A few of us took a few bottles to Dolores Park the other day to give the grape and blueberry pomegranate flavors a spin. Honestly, Blast tastes pretty mediocre straight out of the bottle. Having it on the rocks helps, but the idea of drinking malt liquor on the rocks deeply disturbs me and makes me fear for the future of our country.
Finally, after thinking that Blast was merely 'meh', we decided to cut it with some 7up and, honestly, it made the booze the fucking game. Apparently Colt 45 intends to start shipping this stuff to bodegas soon, but I hope for their sake they lower the ABV and put some more carbonation in it because if they do, it'll be a game changer. The mix goes tastes just like grape soda and blue raspberry Slush Puppies. The Marin Institute will blow a circuit over it. Rappers in Ohio will be rhyming in the streets. High schoolers everywhere will be getting alcohol poisoning. It'll be fantastic.
To be clear, when I first tasted Four Loko a year ago, I thought it was proof that God loves us and wants our vomit to smell like rotten watermelon. I drank Sparks by the case in college. And I'm more apt to reach for a Sunkist than a Coke. Perhaps that makes me biased. However, all the other Four Loko fiends that tasted this stuff agreed: Colt 45 has upped the high fructose corn syrup beer game.
Comments (11)
Cranky Old Mission Guy | [Permalink]
Oh PLEASE! If you’re going to go fruity, just have a decent tiki drink, or a zombie, and be done with it. Put it in a goddam thermos if you’re piknicing.
Kevin Montgomery | [Permalink]
Because mixing drinks is hard.
Jenny Wilson | [Permalink]
Bringing your own thermos isn’t a big enough Blast for us.
Nuzz | [Permalink]
I can’t wait for your review of whisky in a can :)

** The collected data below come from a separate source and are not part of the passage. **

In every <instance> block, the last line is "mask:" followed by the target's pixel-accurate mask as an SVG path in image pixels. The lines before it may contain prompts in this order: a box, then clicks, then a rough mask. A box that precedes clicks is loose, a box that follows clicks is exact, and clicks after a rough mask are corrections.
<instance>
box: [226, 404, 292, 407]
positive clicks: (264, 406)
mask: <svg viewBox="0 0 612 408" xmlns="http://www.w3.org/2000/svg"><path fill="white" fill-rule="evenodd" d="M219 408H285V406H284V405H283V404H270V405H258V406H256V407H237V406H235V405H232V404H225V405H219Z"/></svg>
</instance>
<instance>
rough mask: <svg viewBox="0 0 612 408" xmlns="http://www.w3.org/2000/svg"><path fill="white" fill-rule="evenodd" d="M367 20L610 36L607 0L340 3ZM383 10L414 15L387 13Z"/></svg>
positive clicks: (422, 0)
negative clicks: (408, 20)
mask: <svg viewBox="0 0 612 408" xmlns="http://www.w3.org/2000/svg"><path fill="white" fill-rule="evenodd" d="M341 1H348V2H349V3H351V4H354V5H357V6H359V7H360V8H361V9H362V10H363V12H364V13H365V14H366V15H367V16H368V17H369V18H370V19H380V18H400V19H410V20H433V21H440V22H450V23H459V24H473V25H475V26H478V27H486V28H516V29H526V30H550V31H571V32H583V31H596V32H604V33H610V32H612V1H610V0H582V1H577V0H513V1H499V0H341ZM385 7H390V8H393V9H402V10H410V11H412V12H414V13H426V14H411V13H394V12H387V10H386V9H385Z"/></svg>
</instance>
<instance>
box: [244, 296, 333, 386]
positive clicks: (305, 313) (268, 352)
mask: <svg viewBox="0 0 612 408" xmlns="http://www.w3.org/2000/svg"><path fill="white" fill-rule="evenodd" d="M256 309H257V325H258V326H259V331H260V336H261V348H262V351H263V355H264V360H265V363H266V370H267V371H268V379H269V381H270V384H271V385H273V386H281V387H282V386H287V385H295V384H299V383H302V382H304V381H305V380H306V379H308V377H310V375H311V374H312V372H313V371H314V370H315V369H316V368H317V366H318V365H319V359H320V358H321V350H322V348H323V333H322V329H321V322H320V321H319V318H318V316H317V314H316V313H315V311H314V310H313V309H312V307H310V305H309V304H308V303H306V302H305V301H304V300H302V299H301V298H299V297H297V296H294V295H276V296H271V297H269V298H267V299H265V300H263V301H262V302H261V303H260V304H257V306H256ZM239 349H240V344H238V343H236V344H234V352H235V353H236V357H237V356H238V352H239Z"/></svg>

http://www.dailymail.co.uk/news/article-1347824/Scottish-whisky-way-Sout…
Your Sister | [Permalink]
is that really the packaging/label or just looks like that for the prototype? because i’m digging the cheap ass marketing and blunt reality of the label: “malt liquor with natural flavors (heh) and FD&C blue #1 added.” aw shit, blue #1?! count me in.
Everythingsucks | [Permalink]
Um, I thought the whole appeal of Four Loko was the caffeine/energy component, not the taste? If you just want blue colored alcohol to get messed up on Boone’s Farm and MD 20/20 had that market cornered years ago. Until someone starts throwing some caffeine in this stuff, I’ll just have to settle for my two remaining cases of pre-ban Four Lokos to quench my thirst for bad decisions.
Cranky Old Mission Guy | [Permalink]
Green tea and melon daiquiri. Simple.
TomH | [Permalink]
if it tastes good with 7up, i bet it’ll taste decent with some red bull instead.
Herr Doktor Professor Deth Vegetable | [Permalink]
Hooray! A new vector for mocking Hipsters!
Sun Drop | [Permalink]
Any idiot can mix drinks, blending alcohol is not a talent as long as you have taste buds
Jessica James | [Permalink]
DOUCHETARD! Dean again… stick with what you know BEING A DOUCHE!!!!!!!!!!!!!!!!!!!!!